Uma peça teatral só existe quando escrita e representada. Um quadro só existe quando pintado e visto. Uma bela música só existe quando composta e ouvida. Um brinquedo só existe quando se brinca com ele. Um filho só existe quando é gestado e parido. O espírito tem nostalgia pela matéria.

Ele deseja fazer amor com a matéria. E quando espírito e matéria fazem amor, nasce a beleza. Deus não se contentou em sonhar o Paraíso. Se o sonho do Paraíso lhe tivesse dado felicidade ele teria continuado apenas sonhando o Paraíso. Deus não se contentou em sonhar o homem. Se o sonho do homem lhe tivesse dado felicidade ele teria continuado a sonhar com o homem. Mas ele só se deu por completo quando se transformou em homem: "... e o Verbo (sonho) se fez carne (corpo)". O espírito quer descer, mergulhar, se materializar...

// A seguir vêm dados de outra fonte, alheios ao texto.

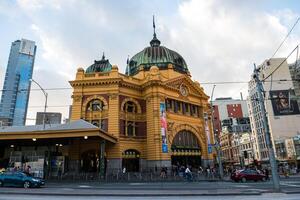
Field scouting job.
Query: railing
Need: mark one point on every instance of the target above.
(132, 116)
(137, 177)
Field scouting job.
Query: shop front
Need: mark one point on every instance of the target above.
(55, 153)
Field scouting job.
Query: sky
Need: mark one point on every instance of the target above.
(219, 40)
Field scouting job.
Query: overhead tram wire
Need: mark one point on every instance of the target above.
(202, 83)
(296, 48)
(286, 37)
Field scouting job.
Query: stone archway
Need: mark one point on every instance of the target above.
(186, 149)
(131, 160)
(139, 109)
(94, 97)
(89, 161)
(201, 137)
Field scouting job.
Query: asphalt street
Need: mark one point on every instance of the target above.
(271, 196)
(290, 189)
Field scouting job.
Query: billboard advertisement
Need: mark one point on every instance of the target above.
(282, 104)
(209, 145)
(163, 122)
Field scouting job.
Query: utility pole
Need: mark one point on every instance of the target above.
(216, 136)
(261, 95)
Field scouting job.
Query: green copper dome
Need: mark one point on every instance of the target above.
(157, 55)
(102, 65)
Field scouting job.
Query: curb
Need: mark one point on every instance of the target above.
(133, 195)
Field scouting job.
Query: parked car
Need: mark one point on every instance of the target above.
(246, 175)
(20, 179)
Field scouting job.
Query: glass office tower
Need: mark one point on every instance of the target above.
(16, 88)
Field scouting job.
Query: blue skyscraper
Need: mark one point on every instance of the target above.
(16, 88)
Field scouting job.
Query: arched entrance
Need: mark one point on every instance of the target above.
(89, 161)
(186, 150)
(131, 160)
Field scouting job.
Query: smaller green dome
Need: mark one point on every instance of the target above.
(102, 65)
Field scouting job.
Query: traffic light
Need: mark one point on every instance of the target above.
(245, 154)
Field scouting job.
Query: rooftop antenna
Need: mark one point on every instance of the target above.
(154, 34)
(154, 42)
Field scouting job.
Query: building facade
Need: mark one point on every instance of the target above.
(231, 121)
(152, 117)
(16, 88)
(50, 118)
(226, 109)
(155, 110)
(282, 111)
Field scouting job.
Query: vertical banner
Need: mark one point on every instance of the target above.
(209, 146)
(163, 128)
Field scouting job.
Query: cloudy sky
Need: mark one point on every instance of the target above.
(220, 40)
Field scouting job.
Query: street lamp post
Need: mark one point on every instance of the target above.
(46, 99)
(216, 136)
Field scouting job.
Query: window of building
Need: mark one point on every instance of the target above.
(95, 105)
(130, 129)
(130, 107)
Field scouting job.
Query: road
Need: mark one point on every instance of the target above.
(271, 196)
(161, 190)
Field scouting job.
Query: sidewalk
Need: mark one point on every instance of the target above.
(89, 192)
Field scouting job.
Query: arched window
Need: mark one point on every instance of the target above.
(130, 128)
(185, 140)
(95, 105)
(131, 160)
(129, 106)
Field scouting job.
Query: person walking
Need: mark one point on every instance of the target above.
(188, 173)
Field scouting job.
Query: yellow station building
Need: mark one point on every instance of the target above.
(152, 116)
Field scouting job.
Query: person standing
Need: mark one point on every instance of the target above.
(188, 173)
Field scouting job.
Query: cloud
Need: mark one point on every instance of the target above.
(221, 42)
(34, 5)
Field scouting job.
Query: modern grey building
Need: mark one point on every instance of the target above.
(50, 118)
(16, 88)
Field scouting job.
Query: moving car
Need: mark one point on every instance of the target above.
(246, 175)
(20, 179)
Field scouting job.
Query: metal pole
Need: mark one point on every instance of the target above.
(45, 108)
(46, 99)
(272, 159)
(217, 142)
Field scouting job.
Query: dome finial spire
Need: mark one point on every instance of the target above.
(154, 42)
(154, 34)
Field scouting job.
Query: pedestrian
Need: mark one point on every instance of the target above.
(188, 174)
(267, 174)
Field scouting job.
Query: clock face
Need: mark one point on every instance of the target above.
(183, 90)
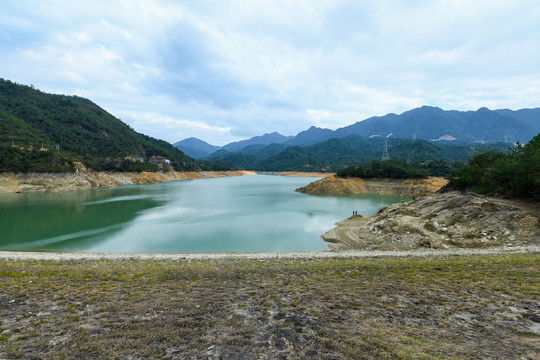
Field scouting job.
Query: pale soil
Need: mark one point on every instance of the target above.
(442, 221)
(420, 253)
(278, 306)
(86, 179)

Isso explica o que ROHDEN7 nos ensina quando fala da necessidade do homem ‘se cristificar’. É uma idéia diferente daquela que defende que a espiritualidade é o espírito se despegando da matéria, o corpo morrendo para daí se tornar espírito, sem carne e sem sentidos, como se o material fosse doença, coisa inferior.

O escritor, o pintor, o músico, e todos os profissionais que utilizam da criatividade jamais achariam que suas ferramentas e instrumentos são coisas inferiores. Mas como? Sem eles, suas obras e criações nunca se tornariam concretas, materiais, visíveis. A criação simplesmente permaneceria para sempre em espírito puro...

 

 

(1) Octavio Paz (1914-1998) - El arco y la lira (pág. 35), Fondo de Cultura BR.2006.

(2) Albert Camus (1913-1960), filosofo argeliano, http://filosofocamus.sites.uol.com.br/

(3) William Shakespeare (1564 -1616), dramaturgo e poeta inglês, amplamente considerado como o maior dramaturgo da Língua inglesa e um dos mais influentes no mundo ocidental.

(4) Leonardo di ser Piero da Vinci (1452-1519), pintor, matemático, escultor, arquiteto, físico, escritor, engenheiro, poeta, cientista, botânico e músico do Renascimento italiano. É considerado um dos maiores gênios da história da humanidade.

(5) Antonio Lucio Vivaldi (1678- 1741) foi um sacerdote e compositor italiano de música barroca, ‘virtuoso’ violonista do século XIIX.

(6) Georg Wilhelm Friedrich Hegel (1770-1831), filósofo alemão, era fascinado pelas obras de Spinoza, Kant e Rousseau, assim como pela Revolução Francesa. Muitos consideram que Hegel representa o ápice do idealismo alemão do século XIX, que teve impacto profundo no materialismo histórico de Karl Marx.

(7) Huberto Rohden (1893-1981), filósofo, educador e teólogo brasileiro, nascido em Santa Catarina e radicado em São Paulo. Precursor do espiritualismo universalista, escreveu mais de 100 obras, onde franqueou leitura ecumênica de temáticas espirituais e abordagem espiritualista de questões pertinentes à Pedagogia, Ciência e Filosofia, enfatizando o autoconhecimento, auto-educação e a auto-realização.